I think when you throw in leverage, interest deductions, depreciation deductions, extra cash flow on top of the mortgage, and 1031 (tax free) exchange, you would have to favor real estate! I can see using stocks for IRA’s and 401’s because its hard to leverage those and you can’t take deductions.

Silicon Valley Blogger September 24, 2007 at 10:44 pm

One of the things we’re still debating is whether we should go into long term landlording. A part of me says it’s going to be tough and a lot of work. While the other side of me has been intrigued by this form of investing for a long time; just never gotten around to committing to the plan. Clearly, this is why we haven’t become landlords yet — we’re too concerned about how much work it’s going to be to become one. Right now, we are very comfortable as stock investors. It doesn’t take any time at all as we simply invest in indexes and so far, it’s as passive an approach to making money as it can get.

My question is, how “passive” is real estate”? With a property manager, I’m sure it can be much easier, but still… I’d be curious to know how much time is truly spent on being a landlord each month or year as you keep an eye on your holdings and your tenants.

dean grazios December 11, 2008 at 4:36 pm

It appears that prices from homes are on a downward trend. Always keep up to date with the housing market trends. Good article here!

lauren January 8, 2009 at 3:07 am

I think real estate is one of those investments that you either have to flip or go for the long haul and wait for the market to get better. I’ve just been on a property investment course and am seriously considering trying it as an extra source of income from the sale of my house as I moving in with my partner this year.

Scott Lovingood July 1, 2009 at 11:23 am

I wonder what the analysis would look like if we continued it until today?

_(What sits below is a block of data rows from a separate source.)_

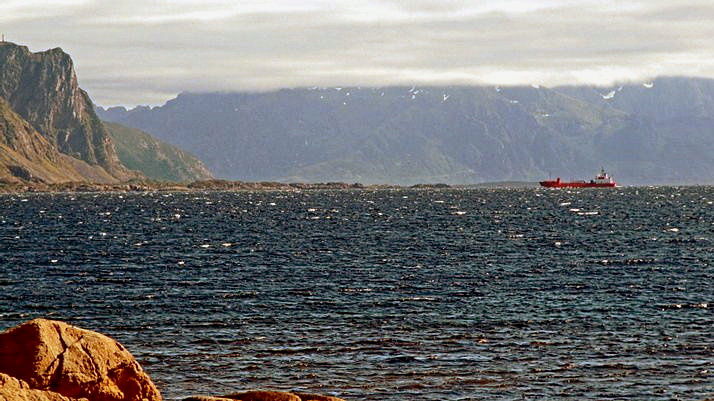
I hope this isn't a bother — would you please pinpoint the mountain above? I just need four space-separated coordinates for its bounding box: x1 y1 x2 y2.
0 42 137 180
99 78 714 184
0 98 114 183
105 123 213 182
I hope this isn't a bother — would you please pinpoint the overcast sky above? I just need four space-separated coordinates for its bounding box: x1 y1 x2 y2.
0 0 714 105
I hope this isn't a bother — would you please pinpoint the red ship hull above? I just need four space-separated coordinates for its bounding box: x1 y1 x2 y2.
540 181 617 188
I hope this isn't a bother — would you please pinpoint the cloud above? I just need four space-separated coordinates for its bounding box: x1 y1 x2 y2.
0 0 714 105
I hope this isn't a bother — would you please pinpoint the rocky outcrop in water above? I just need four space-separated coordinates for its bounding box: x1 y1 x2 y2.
0 42 128 180
183 391 344 401
0 319 344 401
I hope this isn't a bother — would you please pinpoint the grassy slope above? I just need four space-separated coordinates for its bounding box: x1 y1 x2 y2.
104 122 212 182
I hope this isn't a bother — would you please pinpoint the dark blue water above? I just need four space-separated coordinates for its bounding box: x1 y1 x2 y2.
0 187 714 401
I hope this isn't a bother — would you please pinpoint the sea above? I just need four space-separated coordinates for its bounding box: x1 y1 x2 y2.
0 187 714 401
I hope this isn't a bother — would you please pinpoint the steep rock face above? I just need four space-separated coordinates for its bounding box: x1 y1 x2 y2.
0 98 116 183
0 42 132 179
104 119 213 182
0 319 161 401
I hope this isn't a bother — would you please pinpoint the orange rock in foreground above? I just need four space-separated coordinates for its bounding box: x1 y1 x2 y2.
0 373 87 401
0 319 161 401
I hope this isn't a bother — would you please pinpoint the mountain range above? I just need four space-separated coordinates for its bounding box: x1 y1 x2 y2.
0 42 211 183
98 77 714 184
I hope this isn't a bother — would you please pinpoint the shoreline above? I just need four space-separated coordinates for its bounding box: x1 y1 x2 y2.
0 180 458 194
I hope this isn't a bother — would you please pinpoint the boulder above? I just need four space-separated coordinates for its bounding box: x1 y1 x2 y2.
0 319 161 401
0 373 87 401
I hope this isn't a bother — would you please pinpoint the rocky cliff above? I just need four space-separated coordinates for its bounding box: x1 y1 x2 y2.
0 42 132 180
0 98 115 183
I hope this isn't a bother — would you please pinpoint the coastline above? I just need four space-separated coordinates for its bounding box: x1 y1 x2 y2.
0 180 455 194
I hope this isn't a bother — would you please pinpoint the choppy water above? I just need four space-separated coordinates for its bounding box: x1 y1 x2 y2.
0 187 714 401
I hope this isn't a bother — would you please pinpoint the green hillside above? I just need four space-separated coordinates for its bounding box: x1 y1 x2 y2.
104 122 212 182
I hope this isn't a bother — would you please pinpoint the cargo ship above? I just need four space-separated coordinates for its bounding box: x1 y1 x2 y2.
540 168 617 188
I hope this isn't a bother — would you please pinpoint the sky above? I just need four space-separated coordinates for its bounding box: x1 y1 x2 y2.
0 0 714 106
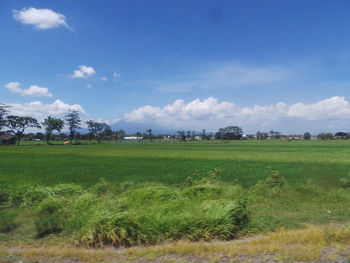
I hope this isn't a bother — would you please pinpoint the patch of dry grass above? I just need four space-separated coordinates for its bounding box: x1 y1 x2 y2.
0 224 350 262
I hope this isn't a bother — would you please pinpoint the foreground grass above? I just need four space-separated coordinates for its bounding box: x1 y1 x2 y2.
0 224 350 262
0 141 350 262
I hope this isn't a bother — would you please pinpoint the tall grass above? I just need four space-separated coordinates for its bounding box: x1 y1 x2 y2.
4 181 248 246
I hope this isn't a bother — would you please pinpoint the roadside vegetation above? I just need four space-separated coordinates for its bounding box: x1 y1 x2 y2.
0 141 350 262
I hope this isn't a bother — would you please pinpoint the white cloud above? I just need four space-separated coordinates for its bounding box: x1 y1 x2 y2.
5 82 52 97
124 96 350 132
71 65 96 79
113 72 120 81
12 7 69 30
8 100 85 120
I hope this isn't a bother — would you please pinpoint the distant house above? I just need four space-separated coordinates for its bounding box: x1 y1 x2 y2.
124 136 142 141
0 135 17 145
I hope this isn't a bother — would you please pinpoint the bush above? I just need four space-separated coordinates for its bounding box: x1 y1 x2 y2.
37 197 64 214
340 173 350 188
52 184 84 197
265 168 286 188
35 213 63 237
0 189 10 207
0 210 18 233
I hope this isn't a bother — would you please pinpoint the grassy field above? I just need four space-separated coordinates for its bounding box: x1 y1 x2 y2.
0 140 350 262
0 140 350 188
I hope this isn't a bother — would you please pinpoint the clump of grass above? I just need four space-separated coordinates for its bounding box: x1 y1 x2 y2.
265 168 286 188
4 178 248 246
340 173 350 188
0 210 18 233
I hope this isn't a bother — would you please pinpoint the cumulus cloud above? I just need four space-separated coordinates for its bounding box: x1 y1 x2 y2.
124 96 350 130
5 82 52 97
12 7 69 30
8 100 85 120
71 65 96 79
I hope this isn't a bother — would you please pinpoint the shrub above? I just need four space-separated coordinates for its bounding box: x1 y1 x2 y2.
37 197 64 214
265 168 286 188
52 184 84 197
35 213 63 237
93 178 111 195
0 210 18 233
0 189 10 207
340 173 350 188
182 184 223 199
22 186 53 206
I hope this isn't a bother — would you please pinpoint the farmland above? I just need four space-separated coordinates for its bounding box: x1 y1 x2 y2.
0 140 350 188
0 140 350 261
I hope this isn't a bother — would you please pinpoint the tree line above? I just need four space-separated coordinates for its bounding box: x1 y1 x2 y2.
0 103 125 145
0 103 350 145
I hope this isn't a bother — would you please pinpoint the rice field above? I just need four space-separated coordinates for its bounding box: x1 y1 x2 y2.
0 140 350 262
0 140 350 188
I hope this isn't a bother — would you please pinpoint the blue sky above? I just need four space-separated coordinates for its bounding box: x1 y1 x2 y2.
0 0 350 133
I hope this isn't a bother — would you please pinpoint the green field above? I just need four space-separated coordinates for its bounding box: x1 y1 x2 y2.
0 140 350 260
0 140 350 188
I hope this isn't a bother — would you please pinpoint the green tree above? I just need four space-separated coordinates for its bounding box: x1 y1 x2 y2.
6 115 41 146
65 110 81 143
85 120 109 143
41 116 64 144
0 103 9 132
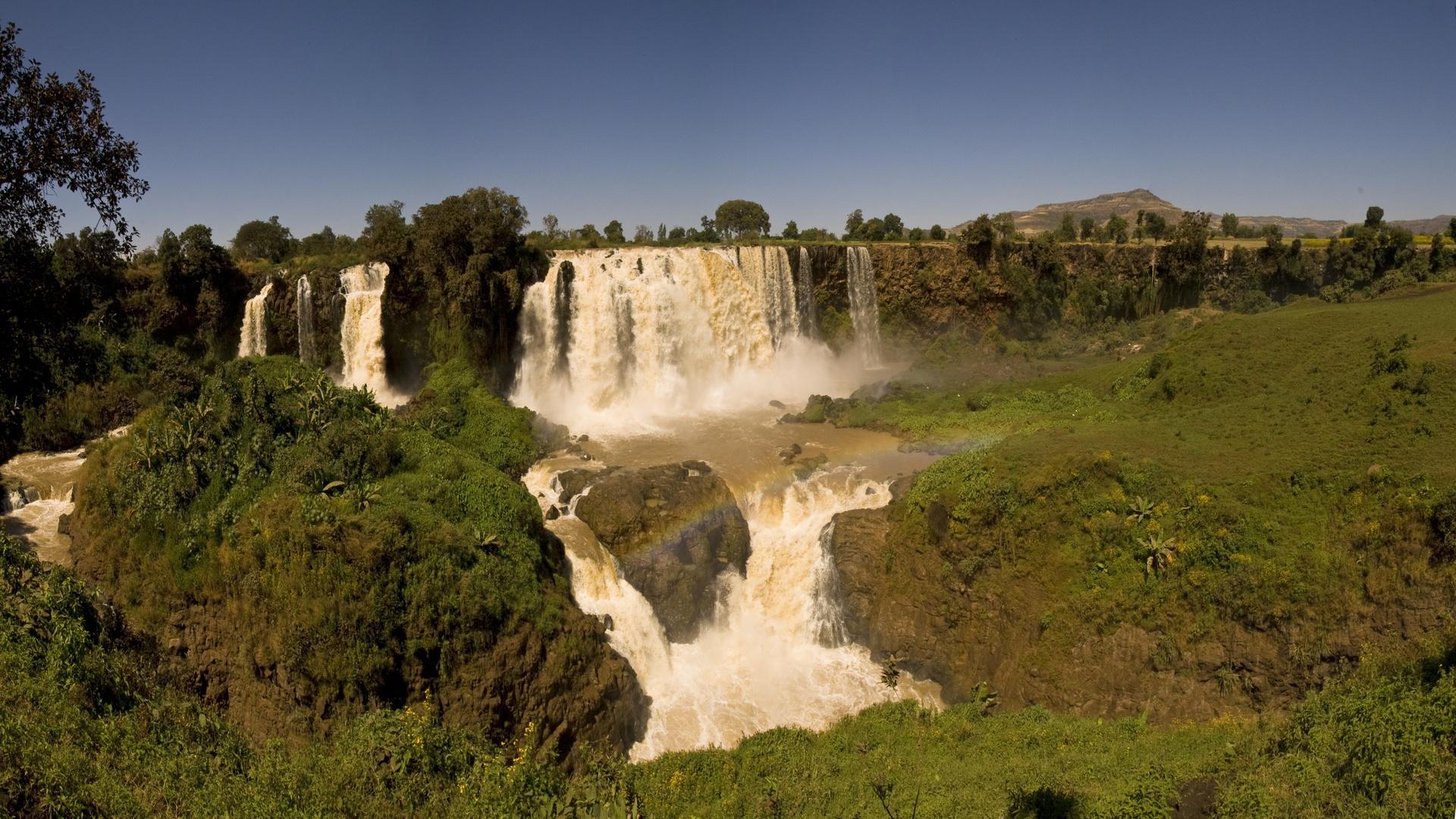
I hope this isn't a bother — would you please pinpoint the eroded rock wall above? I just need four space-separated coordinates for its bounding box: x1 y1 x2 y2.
563 460 750 642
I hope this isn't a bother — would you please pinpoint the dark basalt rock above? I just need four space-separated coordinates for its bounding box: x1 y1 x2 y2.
562 460 750 642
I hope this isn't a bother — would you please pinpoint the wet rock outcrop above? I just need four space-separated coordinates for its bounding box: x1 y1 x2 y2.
563 460 750 642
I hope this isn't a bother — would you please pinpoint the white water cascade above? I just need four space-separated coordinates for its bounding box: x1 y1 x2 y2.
845 245 880 367
734 246 799 348
513 248 875 428
294 274 318 364
513 248 939 759
339 262 410 406
237 281 272 359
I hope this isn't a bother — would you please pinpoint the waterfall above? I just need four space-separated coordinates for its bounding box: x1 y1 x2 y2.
511 246 880 427
237 281 272 359
795 245 818 338
339 262 410 406
526 462 942 759
0 443 87 566
737 246 799 348
845 245 880 367
294 274 318 364
511 246 939 759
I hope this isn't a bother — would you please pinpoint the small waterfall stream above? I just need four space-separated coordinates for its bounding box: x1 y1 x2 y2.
237 281 272 359
845 245 880 367
339 262 410 406
294 274 318 364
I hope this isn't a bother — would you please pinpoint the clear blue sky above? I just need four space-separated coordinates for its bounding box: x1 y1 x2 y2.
11 0 1456 243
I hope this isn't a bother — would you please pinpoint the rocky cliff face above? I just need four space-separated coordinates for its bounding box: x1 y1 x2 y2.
830 479 1450 721
562 460 750 642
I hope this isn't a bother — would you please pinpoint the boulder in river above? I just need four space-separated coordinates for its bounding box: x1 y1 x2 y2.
576 460 750 642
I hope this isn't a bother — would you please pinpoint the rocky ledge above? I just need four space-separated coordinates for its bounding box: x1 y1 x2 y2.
570 460 750 642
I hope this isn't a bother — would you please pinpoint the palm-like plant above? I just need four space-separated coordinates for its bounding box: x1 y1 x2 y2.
1138 535 1176 574
344 482 378 512
880 654 900 688
1127 495 1153 523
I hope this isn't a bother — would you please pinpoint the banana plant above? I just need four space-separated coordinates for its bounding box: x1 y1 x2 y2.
880 654 900 688
1127 495 1153 523
344 481 378 512
1138 535 1178 574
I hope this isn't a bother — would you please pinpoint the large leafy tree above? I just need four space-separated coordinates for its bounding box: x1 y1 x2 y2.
1219 213 1239 236
404 188 541 388
883 213 905 239
0 24 147 248
231 215 297 264
714 199 769 237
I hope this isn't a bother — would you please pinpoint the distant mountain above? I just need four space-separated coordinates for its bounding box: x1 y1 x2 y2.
949 188 1451 239
951 188 1182 233
1213 214 1348 239
1391 215 1456 236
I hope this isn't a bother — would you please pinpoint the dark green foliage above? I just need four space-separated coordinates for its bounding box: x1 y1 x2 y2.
881 213 905 239
1056 213 1078 242
0 533 632 817
629 701 1238 819
961 213 996 268
1220 635 1456 817
231 215 293 264
0 24 147 242
714 199 769 239
79 357 566 714
1002 233 1067 338
381 188 547 389
359 199 413 268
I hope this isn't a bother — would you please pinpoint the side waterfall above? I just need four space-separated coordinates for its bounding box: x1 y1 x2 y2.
795 246 818 338
845 246 880 367
736 246 799 348
294 274 318 364
339 262 410 406
237 281 272 359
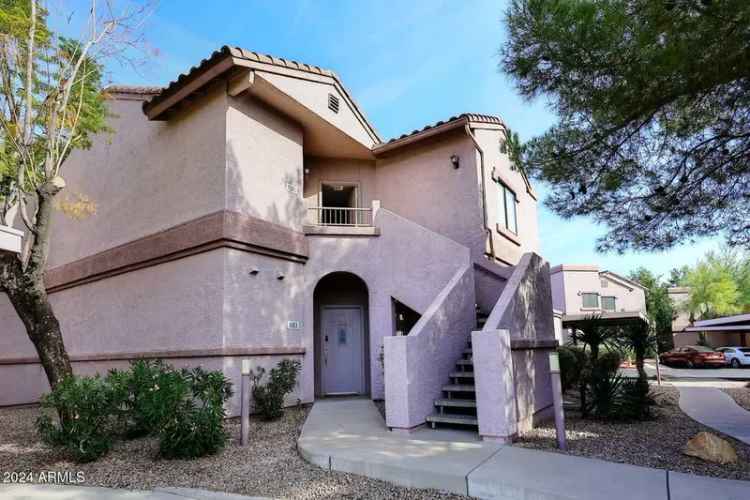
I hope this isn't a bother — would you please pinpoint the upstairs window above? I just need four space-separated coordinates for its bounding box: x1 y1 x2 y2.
602 297 616 311
581 293 599 309
497 182 518 234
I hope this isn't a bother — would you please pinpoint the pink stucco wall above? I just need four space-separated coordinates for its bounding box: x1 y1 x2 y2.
473 127 539 264
384 264 476 430
472 253 555 440
0 63 538 427
303 205 473 399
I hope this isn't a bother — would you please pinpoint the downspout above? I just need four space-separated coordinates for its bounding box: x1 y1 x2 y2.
464 120 498 262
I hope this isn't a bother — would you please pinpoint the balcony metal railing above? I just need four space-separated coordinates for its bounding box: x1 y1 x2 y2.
307 207 372 227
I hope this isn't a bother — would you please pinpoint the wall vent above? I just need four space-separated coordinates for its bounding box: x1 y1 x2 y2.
328 94 339 113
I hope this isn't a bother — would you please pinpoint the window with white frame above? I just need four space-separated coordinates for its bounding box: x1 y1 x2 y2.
602 296 617 311
581 293 599 309
497 182 518 234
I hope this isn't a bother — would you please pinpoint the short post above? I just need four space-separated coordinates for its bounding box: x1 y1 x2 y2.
549 352 568 450
656 350 661 386
240 359 250 446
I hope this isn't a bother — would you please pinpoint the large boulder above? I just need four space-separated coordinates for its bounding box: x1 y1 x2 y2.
682 432 737 464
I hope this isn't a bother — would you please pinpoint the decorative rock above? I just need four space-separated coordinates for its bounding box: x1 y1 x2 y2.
682 432 737 464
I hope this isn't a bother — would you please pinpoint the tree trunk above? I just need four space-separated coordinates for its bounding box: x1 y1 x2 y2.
635 349 648 380
0 183 73 388
4 264 73 388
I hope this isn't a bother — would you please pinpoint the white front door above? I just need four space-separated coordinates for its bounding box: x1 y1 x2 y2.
320 306 365 395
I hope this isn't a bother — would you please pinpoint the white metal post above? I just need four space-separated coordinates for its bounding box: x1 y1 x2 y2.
240 359 250 446
549 352 568 450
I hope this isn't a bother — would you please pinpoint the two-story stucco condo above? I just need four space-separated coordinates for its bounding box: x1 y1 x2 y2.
0 47 555 439
550 264 646 343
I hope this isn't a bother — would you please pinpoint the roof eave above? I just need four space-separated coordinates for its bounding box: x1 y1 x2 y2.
372 117 468 157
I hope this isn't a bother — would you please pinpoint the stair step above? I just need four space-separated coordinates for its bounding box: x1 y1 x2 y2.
443 384 474 392
426 414 477 425
435 399 477 408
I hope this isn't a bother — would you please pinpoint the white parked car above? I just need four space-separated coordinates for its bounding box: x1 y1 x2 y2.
716 347 750 368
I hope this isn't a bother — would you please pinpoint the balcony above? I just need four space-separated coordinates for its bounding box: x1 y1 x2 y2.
304 201 380 236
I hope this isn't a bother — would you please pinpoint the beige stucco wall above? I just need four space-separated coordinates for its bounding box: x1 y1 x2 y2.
258 72 374 148
473 125 539 264
551 266 646 314
49 87 226 267
375 131 484 258
225 95 304 230
667 287 699 332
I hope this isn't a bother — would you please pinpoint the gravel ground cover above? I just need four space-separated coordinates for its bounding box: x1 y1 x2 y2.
515 385 750 480
0 407 466 500
722 387 750 411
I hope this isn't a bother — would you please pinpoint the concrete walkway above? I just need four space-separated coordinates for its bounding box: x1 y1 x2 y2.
677 385 750 444
298 399 750 500
0 484 267 500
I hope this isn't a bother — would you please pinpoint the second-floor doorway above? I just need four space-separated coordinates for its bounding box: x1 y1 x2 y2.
320 182 361 225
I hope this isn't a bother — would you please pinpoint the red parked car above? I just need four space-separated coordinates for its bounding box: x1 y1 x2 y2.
660 345 727 368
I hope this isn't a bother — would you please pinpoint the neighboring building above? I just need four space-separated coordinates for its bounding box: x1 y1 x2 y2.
667 286 697 347
668 287 750 347
550 264 646 343
674 314 750 347
0 47 554 438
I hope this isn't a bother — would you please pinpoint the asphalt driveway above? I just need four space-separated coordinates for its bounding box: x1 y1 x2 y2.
620 361 750 381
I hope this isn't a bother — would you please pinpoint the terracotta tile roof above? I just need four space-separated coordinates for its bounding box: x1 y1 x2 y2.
142 45 338 117
383 113 505 144
104 85 164 95
143 45 381 143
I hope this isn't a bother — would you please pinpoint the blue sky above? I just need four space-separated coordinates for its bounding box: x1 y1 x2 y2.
58 0 720 274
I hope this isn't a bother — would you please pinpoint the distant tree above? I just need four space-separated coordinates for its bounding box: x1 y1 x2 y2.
669 266 690 286
629 267 674 352
501 0 750 251
684 253 741 321
0 0 151 394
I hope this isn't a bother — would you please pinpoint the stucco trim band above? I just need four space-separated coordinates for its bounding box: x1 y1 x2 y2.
45 210 308 293
510 339 558 351
0 346 305 365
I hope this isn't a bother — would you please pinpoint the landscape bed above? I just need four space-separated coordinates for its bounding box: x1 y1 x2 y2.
514 385 750 480
0 406 465 500
722 387 750 411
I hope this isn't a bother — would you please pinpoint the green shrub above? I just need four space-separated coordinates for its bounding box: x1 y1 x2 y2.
107 359 182 439
252 359 301 420
618 378 655 420
159 368 232 458
37 360 232 462
594 351 622 376
36 375 115 463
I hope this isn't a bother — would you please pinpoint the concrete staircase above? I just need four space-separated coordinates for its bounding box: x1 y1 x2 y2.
426 311 487 431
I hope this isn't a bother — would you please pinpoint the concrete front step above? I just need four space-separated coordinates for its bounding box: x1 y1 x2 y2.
426 414 478 427
435 399 477 408
443 384 474 392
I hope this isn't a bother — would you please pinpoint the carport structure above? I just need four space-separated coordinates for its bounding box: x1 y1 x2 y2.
674 314 750 347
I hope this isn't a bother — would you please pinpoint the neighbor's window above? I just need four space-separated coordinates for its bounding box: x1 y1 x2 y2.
602 297 615 311
497 182 518 234
581 293 599 308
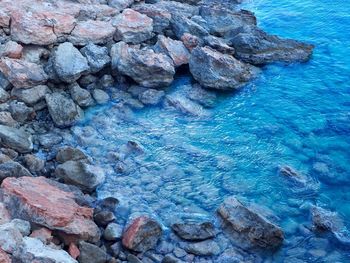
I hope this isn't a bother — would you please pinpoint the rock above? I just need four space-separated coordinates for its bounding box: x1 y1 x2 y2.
1 177 100 242
55 161 105 192
92 89 109 104
78 242 107 263
56 146 88 163
185 240 220 256
229 27 314 65
0 125 33 153
103 223 123 241
133 4 171 34
68 20 115 46
69 84 95 108
14 237 77 263
0 161 32 182
0 41 23 59
155 35 190 67
122 216 162 252
111 42 175 88
45 92 83 127
52 42 90 83
11 85 51 106
171 222 215 241
139 89 165 105
0 58 48 88
113 9 153 44
80 43 111 73
218 197 284 248
189 47 257 90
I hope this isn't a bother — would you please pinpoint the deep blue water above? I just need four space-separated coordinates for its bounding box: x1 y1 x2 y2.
69 0 350 262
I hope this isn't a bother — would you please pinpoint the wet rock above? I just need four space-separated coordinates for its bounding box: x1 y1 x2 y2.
0 125 33 153
190 47 257 90
1 177 100 241
0 161 32 181
171 222 215 241
218 197 284 248
55 161 105 192
0 58 48 88
122 216 162 252
103 223 123 241
14 237 77 263
229 27 314 65
139 89 165 105
154 35 190 67
185 240 220 256
111 42 175 88
56 146 88 163
113 9 153 44
78 242 107 263
69 84 95 108
68 20 115 46
11 85 51 106
52 42 90 83
45 92 83 127
80 43 111 73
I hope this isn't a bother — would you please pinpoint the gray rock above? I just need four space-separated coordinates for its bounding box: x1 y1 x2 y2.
80 43 111 73
218 197 284 248
13 237 78 263
45 92 83 127
69 84 95 108
78 241 107 263
111 42 175 88
103 223 123 241
190 47 257 90
171 222 215 241
52 42 90 83
55 161 105 192
0 125 33 153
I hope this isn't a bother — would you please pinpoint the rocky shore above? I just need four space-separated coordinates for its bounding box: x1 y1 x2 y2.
0 0 338 263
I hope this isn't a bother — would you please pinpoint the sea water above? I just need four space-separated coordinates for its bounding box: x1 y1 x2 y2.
75 0 350 262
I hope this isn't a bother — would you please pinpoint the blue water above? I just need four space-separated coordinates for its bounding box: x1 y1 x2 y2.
68 0 350 262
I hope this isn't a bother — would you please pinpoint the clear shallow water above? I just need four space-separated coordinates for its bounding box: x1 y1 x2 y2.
73 0 350 262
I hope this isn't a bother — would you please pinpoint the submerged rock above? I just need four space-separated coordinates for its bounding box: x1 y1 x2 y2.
190 47 257 90
218 197 284 248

With the drop in stock market prices and real estate values, it would be interesting to see what the returns are today for a 20 or 30 year period.

A couple of points that didn’t appear to get mentioned.

Liquidity – Stocks are easier and quicker to get into and out of if you things going south.

Leverage – Using leverage for real estate means you make a greater return when prices are going up but can get wiped out in a falling market. Leverage is also available in stocks by using margin accounts or options as well. Both increase your returns but require paying more attention to it.

Cash Flow – Rental properties can generate significant cash flow while providing good tax breaks (not just the capital gains part). Most stocks do not generate any significant portion of cash flow unless you are selling covered calls, high dividends, etc. Rental real estate can generate significant cash flow if you buy it correctly.

You can also use a management group to manage the headaches if you have the right cash flow.

I invest in stocks and have one rental property. Both take work to be profitable.

For most people – focus on what you have an understanding of. If you don’t understand how either one works. Invest in yourself first. Get educated. Take a course on stock investing or real estate investing. It will be the best money you invest because it will pay off for years to come.

Grafton MA Real Estate September 6, 2009 at 1:42 pm

Excellent work with your article. What I get out of it is that it makes sense to have positions in both stocks and Real Estate. Over the short term either one could do better than the other. Over the long term they both should do well with real estate more than likely coming out on top.